Current projects


Ensemble is a National Science Digital Library project for computing education communities to share and discuss digital educational materials through a distributed portal to existing collections, maintaining curation at each collection.



The focus of this project is hybrid stream-archive query processing. Data stream processing is interesting and has been well studied; however, to take full advantage of data streams, one must be able to combine and correlate information in those streams with archived historical data. This project aims to find efficient mechanisms for combining stream data with 'similar' data from the archive. Techniques being investigated include porthole queries and adaptive access.



We believe that data management systems of the future must stress data movement over data storage. NIAGARA is an initial effort, conducted with the University of Wisconsin, to move beyond disk-centric data management to net-centric systems. It emphasizes handling richer structures of data, such as XML, and incremental, stream-based processing of data.

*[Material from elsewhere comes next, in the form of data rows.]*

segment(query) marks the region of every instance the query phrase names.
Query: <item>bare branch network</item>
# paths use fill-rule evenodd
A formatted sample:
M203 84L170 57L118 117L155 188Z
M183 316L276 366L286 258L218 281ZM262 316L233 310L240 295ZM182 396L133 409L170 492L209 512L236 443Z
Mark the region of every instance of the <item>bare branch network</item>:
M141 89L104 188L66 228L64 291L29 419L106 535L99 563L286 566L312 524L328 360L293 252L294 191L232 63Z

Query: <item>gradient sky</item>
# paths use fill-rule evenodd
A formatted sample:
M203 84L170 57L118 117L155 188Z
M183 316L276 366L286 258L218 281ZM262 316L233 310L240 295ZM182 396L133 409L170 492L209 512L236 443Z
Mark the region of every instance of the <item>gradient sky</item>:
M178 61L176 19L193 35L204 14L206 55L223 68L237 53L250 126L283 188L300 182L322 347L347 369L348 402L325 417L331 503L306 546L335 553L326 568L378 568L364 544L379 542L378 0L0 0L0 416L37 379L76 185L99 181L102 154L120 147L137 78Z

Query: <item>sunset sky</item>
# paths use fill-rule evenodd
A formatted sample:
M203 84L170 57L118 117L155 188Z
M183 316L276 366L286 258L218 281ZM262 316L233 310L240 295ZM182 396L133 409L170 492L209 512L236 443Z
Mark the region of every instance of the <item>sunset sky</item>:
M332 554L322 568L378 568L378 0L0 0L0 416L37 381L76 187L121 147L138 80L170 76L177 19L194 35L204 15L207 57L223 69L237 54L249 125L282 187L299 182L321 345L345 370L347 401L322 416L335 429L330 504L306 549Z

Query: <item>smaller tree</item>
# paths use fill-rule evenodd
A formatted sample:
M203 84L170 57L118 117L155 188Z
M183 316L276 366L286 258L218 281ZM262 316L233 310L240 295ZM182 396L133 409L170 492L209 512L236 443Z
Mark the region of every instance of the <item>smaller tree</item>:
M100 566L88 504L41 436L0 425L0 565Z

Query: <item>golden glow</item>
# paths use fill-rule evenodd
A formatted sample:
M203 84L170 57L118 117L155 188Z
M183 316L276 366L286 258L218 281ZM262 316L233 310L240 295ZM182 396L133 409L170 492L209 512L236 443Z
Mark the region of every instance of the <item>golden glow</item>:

This projects looks at streams containing missing data and will explore various mechanisms to deal with them. As a motivating scenario, we collaborate with the PORTAL ADUS and look at traffic data streams from Inductlive Loop Detectors installed on the the Portland, Oregon Metropolitan Area Freeway system.

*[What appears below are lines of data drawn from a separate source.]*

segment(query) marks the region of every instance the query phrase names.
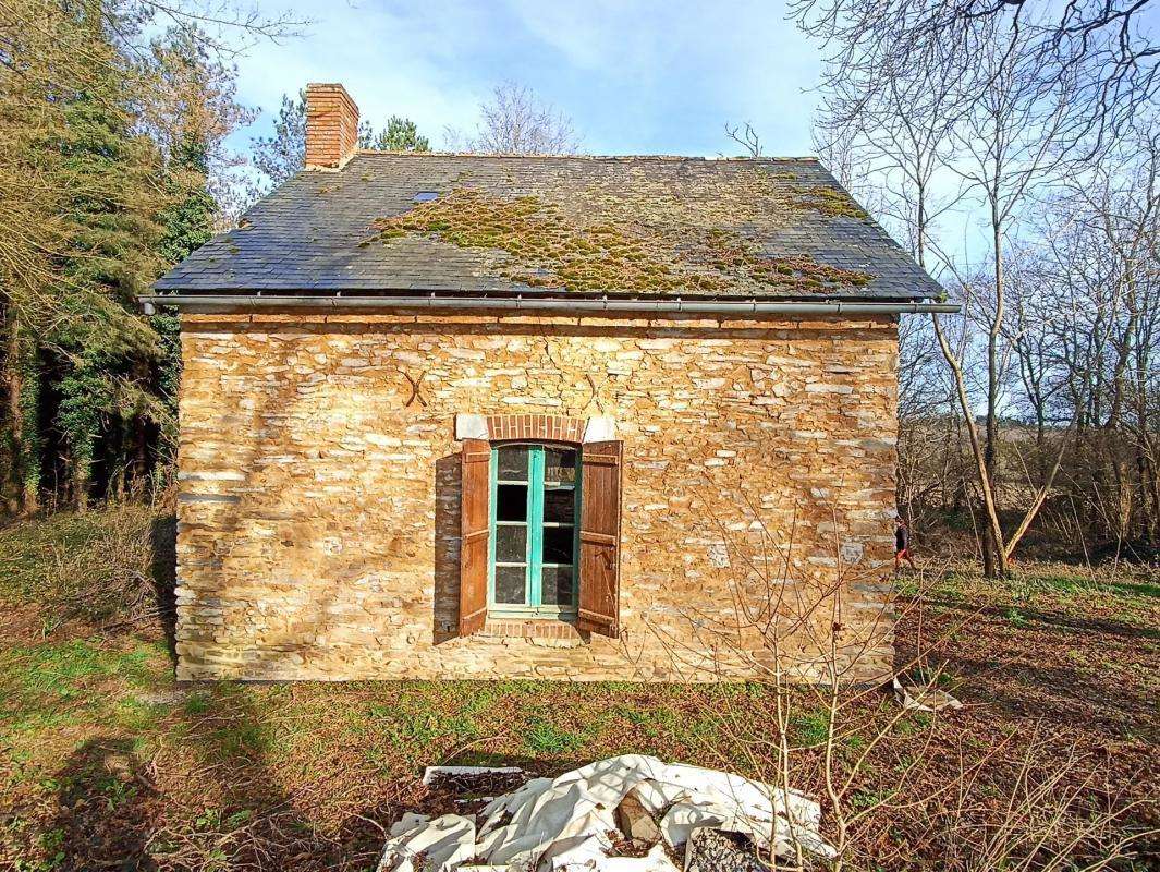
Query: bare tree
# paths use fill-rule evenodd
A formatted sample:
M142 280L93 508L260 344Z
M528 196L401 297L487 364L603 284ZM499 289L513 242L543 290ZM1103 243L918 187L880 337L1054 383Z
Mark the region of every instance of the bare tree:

The Superimposed Pluggable Architecture for Contexts and Excerpts (SPARCE) is a middleware architecture for superimposed information management.

Exploiting the User Interface for Data Integration in Effectiveness Research


This projects looks at the roles of the database developer and the data analyst, providing tools that allow database developers to losslessly transform databases in a way that then allows analysts to make informed integration decisions.

FDD: Full Disclosure of Data Preparation and Use


In this project, we explore the way in which data users (e.g., analysts who work with various datasets as part of their job) clean, transform, and integrate their data with a particular focus on whether or not they document their steps. The project will interview data users from several application domains to determine whether they document their steps (as they work their datasets) and whether they believe the documentation is useful.



Agrios integrates R and SciDB, facilitating rapid analyses of large datasets by automatically managing data movement between the two systems.